I have a cuda program with opencv 3.2 library, and building on the Visual Studio 2015, running on GTX1080.
Within this program, will run one thousand times to get the average time of a single operations.
But I encountered a strange problem in a great many tests:
When I use “visual studio 2015 nsight performance analysis” to profiling the time of this program, the spent average time of this program is about 650ms.
But when I running the .exe of this program directly, the average time is about 720ms.
That is to say the “.exe” is slow about 10% than using “visual studio 2015 nsight performance analysis”.
So I want to know whether “visual studio 2015 nsight performance analysis” will set some flags to GPU to improve the performance, or why happen the above problems?
Because my program will run on the customer’s computer, so I want my “.exe” program could run as fast as using “visual studio 2015 nsight performance analysis”.
More likely the same power state (P0), but different boost clocks.
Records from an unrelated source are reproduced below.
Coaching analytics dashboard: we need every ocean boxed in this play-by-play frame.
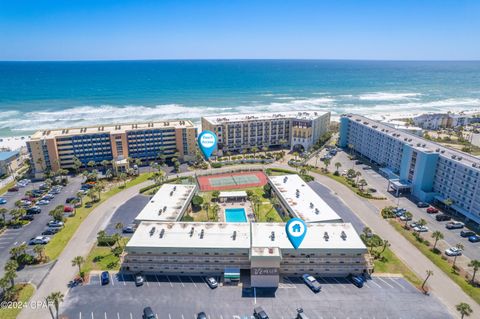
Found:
[0,60,480,137]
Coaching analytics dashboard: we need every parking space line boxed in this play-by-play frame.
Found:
[377,277,393,288]
[177,276,185,287]
[389,278,406,290]
[188,276,197,288]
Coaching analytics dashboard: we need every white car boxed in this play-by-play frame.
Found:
[445,247,462,256]
[413,226,428,233]
[29,236,50,245]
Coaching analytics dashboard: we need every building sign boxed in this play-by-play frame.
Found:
[251,267,278,276]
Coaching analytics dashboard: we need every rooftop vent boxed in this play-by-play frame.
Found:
[150,226,155,237]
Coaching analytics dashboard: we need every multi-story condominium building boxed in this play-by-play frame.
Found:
[339,114,480,224]
[413,113,478,130]
[202,111,330,152]
[27,120,197,175]
[122,222,371,287]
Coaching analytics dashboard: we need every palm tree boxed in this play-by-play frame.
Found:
[404,211,413,228]
[47,291,65,319]
[33,245,45,262]
[422,270,433,291]
[432,230,443,250]
[335,162,342,174]
[452,243,464,269]
[4,260,18,288]
[468,259,480,284]
[72,256,85,276]
[455,302,473,319]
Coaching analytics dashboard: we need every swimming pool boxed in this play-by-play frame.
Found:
[225,208,247,223]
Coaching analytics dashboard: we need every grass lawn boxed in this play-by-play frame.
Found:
[0,284,35,319]
[389,220,480,304]
[45,173,152,260]
[374,248,422,288]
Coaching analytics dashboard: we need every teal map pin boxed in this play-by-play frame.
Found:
[198,131,217,160]
[285,218,307,249]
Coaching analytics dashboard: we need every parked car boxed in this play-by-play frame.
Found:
[142,307,157,319]
[135,275,145,287]
[435,214,452,222]
[253,306,268,319]
[47,220,63,227]
[205,277,218,289]
[302,274,322,293]
[122,225,135,234]
[42,227,61,235]
[417,202,430,208]
[100,271,110,286]
[460,230,476,237]
[468,235,480,243]
[197,311,207,319]
[445,222,465,229]
[28,236,50,245]
[413,225,428,233]
[348,274,364,288]
[445,247,462,256]
[19,214,35,221]
[63,205,74,213]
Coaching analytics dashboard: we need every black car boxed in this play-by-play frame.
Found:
[142,307,157,319]
[197,311,207,319]
[435,214,452,222]
[460,230,476,237]
[42,228,61,235]
[417,202,430,208]
[253,307,268,319]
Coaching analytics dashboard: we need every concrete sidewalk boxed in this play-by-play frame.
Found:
[18,181,152,319]
[311,173,480,317]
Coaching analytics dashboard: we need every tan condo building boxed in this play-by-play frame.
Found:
[27,120,197,176]
[202,111,330,152]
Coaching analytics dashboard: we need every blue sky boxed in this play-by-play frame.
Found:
[0,0,480,60]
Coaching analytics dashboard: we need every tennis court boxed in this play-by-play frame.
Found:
[198,171,267,192]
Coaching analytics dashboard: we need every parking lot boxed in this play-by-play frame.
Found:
[61,274,452,319]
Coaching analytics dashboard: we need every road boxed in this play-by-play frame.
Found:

I haven’t use a GTX 1080 but some GPUs offer a very wide array of different boost clocks, and temperature effects alone can make the clocks differ by more than 10%. Very irritating if one wants to benchmark code. In the best case the GPU supports application clocks, that allowed one to pick a fixed clock, but even that may not be true anymore these days.
Without sitting in front of the system and running the actual code, we are limited to wild speculations, I am afraid/.
Thank you very much for the comments.
I have used GPU-Z tool every time when I measure the performance, there are two clock frequencies for GTX1080, 1.6G and 1.9G. From my observations, GTX1080 could switch the clock frequency automatically according to the current loading or conditions.
But from the GPU-Z, when the GPU frequency is same:
In most cases, the executing time of “.exe” is slower about 10% than using nsight visual studio performance profiler.
A few cases, the executing time of “.exe” is about the same with nsight vs profiler.
Sometimes when executing the “.exe” program is very slow , I open the nsight profiler immediately, the performance improvement of nsight profiler is very evident, but from the GPU-Z, the gpu clock rate is same normally.
I got the above conclusions from the observations of about two months, but I cannot find the causes.
Because my program will run for a long time on customer’s computer, so I want my “.exe” program could run as fast as using “visual studio 2015 nsight performance analysis”, this will save a lot of time for the users.